Does anyone know how to get the finer grained ADS-B data? On the Bryant thread on Pprune someone shows 0.5 second data which would be a lot more illuminating here. The tail number is N98TJ.

I’m pretty sure this is a straightforward loop, showing 58 at the top, which is about right. There are some missing datapoints, no doubt because of the strange attitude of the aircraft.
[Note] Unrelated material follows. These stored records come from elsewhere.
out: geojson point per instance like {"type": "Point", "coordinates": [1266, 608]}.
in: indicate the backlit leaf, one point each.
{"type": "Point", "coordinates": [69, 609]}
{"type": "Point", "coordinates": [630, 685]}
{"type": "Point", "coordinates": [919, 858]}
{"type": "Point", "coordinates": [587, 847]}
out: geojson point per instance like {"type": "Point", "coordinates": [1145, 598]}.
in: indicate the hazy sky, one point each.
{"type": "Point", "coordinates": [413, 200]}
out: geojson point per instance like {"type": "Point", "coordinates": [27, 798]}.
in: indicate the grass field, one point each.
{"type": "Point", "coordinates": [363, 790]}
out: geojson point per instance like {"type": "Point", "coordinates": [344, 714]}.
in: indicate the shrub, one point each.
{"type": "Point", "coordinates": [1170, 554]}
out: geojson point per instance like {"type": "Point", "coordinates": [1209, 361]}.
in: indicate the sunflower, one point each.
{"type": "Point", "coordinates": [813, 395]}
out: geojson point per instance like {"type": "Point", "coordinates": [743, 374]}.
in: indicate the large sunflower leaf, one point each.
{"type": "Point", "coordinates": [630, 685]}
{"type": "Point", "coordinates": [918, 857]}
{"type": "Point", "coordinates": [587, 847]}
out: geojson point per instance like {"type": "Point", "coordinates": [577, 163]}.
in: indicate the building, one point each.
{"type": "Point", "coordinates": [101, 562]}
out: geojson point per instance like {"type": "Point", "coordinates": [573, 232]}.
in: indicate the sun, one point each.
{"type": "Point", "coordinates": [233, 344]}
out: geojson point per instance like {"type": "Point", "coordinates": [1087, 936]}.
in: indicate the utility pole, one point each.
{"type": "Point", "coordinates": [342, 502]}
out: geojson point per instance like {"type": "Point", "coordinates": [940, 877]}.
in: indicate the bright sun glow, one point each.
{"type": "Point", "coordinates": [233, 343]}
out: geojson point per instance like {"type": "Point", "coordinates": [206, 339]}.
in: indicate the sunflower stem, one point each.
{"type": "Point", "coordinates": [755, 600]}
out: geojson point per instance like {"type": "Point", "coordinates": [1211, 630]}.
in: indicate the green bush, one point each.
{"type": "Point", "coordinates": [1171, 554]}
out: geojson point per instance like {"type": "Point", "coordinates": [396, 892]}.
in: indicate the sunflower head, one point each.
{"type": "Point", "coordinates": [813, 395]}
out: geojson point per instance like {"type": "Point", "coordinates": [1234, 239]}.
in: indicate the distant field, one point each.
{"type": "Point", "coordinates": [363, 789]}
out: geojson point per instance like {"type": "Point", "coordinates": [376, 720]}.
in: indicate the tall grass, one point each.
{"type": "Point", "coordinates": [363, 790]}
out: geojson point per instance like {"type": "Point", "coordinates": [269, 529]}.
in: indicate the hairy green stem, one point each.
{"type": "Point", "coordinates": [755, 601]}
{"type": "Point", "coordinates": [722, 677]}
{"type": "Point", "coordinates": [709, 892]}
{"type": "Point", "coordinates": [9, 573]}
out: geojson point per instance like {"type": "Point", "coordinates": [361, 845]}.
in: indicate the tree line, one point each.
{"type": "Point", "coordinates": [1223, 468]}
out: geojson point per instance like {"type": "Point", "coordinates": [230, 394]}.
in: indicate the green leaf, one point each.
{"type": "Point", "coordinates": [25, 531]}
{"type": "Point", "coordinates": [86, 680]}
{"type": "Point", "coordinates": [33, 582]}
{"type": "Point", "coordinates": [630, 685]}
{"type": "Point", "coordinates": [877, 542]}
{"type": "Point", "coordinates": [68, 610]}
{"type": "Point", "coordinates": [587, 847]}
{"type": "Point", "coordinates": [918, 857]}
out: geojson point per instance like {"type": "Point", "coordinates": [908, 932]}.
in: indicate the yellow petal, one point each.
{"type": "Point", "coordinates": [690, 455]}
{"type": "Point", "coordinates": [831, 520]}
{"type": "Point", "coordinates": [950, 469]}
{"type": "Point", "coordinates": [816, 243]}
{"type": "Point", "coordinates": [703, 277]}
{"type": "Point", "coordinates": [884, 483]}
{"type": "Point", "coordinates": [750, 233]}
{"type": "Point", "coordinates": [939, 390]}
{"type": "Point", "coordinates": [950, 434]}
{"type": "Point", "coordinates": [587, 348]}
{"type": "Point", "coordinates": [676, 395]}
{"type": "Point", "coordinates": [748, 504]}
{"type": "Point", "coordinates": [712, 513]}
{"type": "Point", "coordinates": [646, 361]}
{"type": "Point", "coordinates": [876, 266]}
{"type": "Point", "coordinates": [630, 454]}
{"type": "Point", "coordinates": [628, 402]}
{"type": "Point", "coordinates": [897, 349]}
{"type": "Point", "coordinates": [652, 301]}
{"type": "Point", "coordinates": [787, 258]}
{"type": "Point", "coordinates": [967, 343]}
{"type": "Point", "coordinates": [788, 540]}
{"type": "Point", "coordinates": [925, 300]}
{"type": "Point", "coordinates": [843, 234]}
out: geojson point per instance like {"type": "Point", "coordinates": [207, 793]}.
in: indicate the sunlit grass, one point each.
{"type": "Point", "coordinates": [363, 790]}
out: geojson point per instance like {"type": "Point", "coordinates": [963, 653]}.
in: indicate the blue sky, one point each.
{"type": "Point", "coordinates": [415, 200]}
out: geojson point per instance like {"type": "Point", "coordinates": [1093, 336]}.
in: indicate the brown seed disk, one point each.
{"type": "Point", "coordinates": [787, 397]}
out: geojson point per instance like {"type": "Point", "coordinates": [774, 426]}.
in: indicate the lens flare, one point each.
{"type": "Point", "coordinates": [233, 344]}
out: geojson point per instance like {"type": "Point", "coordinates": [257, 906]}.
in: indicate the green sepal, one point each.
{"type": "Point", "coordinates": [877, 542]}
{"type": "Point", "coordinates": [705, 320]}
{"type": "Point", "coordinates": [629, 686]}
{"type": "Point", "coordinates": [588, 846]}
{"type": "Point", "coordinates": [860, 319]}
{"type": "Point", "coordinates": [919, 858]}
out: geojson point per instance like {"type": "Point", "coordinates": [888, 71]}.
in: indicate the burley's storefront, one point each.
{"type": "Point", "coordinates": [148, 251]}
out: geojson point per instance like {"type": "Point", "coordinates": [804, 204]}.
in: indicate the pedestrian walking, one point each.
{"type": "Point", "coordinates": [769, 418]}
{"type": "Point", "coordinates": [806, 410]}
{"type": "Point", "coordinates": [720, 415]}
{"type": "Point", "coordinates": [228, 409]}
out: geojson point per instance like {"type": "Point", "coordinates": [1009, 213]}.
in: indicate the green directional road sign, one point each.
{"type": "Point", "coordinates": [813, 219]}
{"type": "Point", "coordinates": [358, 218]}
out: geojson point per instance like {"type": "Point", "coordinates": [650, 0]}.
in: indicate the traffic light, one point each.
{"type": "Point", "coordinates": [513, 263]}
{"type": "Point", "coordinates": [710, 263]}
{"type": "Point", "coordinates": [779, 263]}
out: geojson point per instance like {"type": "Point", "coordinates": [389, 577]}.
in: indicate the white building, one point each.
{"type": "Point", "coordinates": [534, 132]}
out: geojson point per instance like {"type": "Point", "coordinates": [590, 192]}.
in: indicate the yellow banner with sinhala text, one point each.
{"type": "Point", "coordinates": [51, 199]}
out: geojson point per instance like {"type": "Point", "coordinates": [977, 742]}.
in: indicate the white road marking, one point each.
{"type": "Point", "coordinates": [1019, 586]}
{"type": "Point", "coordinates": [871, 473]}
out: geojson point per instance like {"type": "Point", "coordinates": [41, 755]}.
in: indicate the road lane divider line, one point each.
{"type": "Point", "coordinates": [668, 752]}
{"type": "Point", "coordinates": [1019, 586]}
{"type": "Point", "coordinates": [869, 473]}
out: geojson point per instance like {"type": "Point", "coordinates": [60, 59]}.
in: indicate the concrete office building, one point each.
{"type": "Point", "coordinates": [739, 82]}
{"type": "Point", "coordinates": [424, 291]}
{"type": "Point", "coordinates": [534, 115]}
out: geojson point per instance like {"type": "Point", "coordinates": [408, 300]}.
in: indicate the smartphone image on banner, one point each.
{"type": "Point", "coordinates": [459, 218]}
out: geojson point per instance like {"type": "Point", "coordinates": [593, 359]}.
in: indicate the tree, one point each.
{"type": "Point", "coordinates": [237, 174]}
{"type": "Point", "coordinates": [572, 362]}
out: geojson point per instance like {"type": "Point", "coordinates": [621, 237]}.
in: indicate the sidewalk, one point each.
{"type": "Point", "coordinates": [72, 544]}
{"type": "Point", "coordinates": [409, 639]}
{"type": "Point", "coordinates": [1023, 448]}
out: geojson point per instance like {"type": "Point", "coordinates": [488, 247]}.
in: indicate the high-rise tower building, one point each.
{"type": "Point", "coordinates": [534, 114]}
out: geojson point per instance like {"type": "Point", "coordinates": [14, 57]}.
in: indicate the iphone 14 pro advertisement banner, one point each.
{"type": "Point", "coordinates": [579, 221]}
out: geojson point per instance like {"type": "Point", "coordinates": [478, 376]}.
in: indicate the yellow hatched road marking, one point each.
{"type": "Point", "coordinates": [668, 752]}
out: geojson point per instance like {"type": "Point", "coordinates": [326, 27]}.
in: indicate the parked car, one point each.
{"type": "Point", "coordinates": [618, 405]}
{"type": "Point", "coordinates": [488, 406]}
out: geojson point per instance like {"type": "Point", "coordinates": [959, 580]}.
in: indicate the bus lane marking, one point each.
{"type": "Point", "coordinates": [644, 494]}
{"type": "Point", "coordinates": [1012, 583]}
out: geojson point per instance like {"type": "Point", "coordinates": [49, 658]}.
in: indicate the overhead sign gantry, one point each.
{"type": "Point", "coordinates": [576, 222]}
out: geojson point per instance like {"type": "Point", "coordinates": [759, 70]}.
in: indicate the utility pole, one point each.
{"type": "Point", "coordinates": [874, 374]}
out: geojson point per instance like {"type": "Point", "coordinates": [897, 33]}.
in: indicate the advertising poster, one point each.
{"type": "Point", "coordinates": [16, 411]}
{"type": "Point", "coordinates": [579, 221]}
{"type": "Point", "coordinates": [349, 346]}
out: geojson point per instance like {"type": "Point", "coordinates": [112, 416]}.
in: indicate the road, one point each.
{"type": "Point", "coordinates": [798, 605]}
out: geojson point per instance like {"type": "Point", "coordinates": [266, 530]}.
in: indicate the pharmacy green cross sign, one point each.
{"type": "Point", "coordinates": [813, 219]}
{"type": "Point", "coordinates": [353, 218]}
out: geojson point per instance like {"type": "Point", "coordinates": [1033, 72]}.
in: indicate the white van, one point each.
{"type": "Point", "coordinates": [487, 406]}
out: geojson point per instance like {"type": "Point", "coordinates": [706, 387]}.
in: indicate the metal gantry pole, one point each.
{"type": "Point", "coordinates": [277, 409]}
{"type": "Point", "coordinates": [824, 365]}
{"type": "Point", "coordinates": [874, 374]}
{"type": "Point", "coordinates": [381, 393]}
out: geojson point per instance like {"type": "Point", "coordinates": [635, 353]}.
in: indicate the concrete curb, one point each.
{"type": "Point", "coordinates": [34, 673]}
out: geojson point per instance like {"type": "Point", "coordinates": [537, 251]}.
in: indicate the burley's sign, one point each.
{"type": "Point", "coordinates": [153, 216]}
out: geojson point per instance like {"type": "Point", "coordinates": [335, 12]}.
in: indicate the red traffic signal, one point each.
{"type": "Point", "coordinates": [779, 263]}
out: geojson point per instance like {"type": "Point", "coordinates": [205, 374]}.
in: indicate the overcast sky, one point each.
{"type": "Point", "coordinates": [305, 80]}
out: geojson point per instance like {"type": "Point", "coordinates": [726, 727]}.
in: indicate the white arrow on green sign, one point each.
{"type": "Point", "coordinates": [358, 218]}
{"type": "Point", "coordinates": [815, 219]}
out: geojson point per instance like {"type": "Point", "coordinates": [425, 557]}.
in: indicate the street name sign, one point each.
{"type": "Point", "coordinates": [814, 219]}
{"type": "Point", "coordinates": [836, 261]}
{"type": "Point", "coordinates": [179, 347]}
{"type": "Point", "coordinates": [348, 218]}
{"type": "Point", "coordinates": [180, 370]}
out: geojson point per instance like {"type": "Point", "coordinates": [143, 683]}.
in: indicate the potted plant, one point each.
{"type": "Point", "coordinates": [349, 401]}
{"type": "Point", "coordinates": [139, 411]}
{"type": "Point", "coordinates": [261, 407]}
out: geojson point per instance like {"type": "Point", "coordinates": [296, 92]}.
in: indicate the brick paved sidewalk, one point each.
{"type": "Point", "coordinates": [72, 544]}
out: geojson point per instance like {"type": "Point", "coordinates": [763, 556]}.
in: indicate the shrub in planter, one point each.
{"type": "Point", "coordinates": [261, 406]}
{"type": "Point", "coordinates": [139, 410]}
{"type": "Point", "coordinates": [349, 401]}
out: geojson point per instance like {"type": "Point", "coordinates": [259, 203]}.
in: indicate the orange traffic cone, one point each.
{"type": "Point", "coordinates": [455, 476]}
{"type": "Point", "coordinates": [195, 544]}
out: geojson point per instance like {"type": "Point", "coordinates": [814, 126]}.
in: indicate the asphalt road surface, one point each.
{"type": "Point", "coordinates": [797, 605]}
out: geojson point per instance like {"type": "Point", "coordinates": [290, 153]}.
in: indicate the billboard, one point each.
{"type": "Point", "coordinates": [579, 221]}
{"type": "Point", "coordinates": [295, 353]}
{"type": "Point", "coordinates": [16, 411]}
1579291470 2020-01-17T20:04:30Z N98TJ 37.928375,-121.760132 5000 126 99
1579291481 2020-01-17T20:04:41Z N98TJ 37.927231,-121.750076 4500 166 97
1579291491 2020-01-17T20:04:51Z N98TJ 37.926956,-121.749031 5600 58 278
1579291539 2020-01-17T20:05:39Z N98TJ 37.929367,-121.761894 5675 58 278
1579291658 2020-01-17T20:07:38Z N98TJ 37.93108,-121.787209 6399 100 244
1579291670 2020-01-17T20:07:50Z N98TJ 37.928371,-121.790306 5048 100 217
1579291678 2020-01-17T20:07:58Z N98TJ 37.926395,-121.791252 6200 100 205

I think this is a hammerhead (stall turn in transatlantic):

1579291817 2020-01-17T20:10:17Z N98TJ 37.924107,-121.794197 5200 138 289
1579291830 2020-01-17T20:10:30Z N98TJ 37.926807,-121.802971 5700 83 281
1579291838 2020-01-17T20:10:38Z N98TJ 37.926544,-121.80764 5700 112 264

LFMD, France

What interests me specifically is what part of the API an android app might be using.

Apps can certainly get NMEA from an external GPS but apps using the internal GPS, I believe, don’t get NMEA. They use the positioning API.

Administrator
Shoreham EGKA, United Kingdom

Just got hold of the fine grained data from my flight (it’s in the KML file). Unfortunately there are too many points missing to be sure what happens when aispeed goes to zero, at the top of a hammerhead, but it does all look about right e.g. at the top of a loop.

I guess I could try a flat spin next time, in the Pitts the IAS goes to 0, never tried one in the Extra.

LFMD, France

Johnh – is that ADS-B OUT data, from a WAAS GPS?

That may have 3D velocity, even if the data stream gives you only 2D doppler velocity, because you can get the vertical velocity vector if you have a fairly stable altitude, which you should have on a WAAS GPS.

A mobile device like a phone won’t have WAAS/EGNOS so getting a 3D velocity if this is not provided from the API is not likely to be viable (or reliable if you were to do it).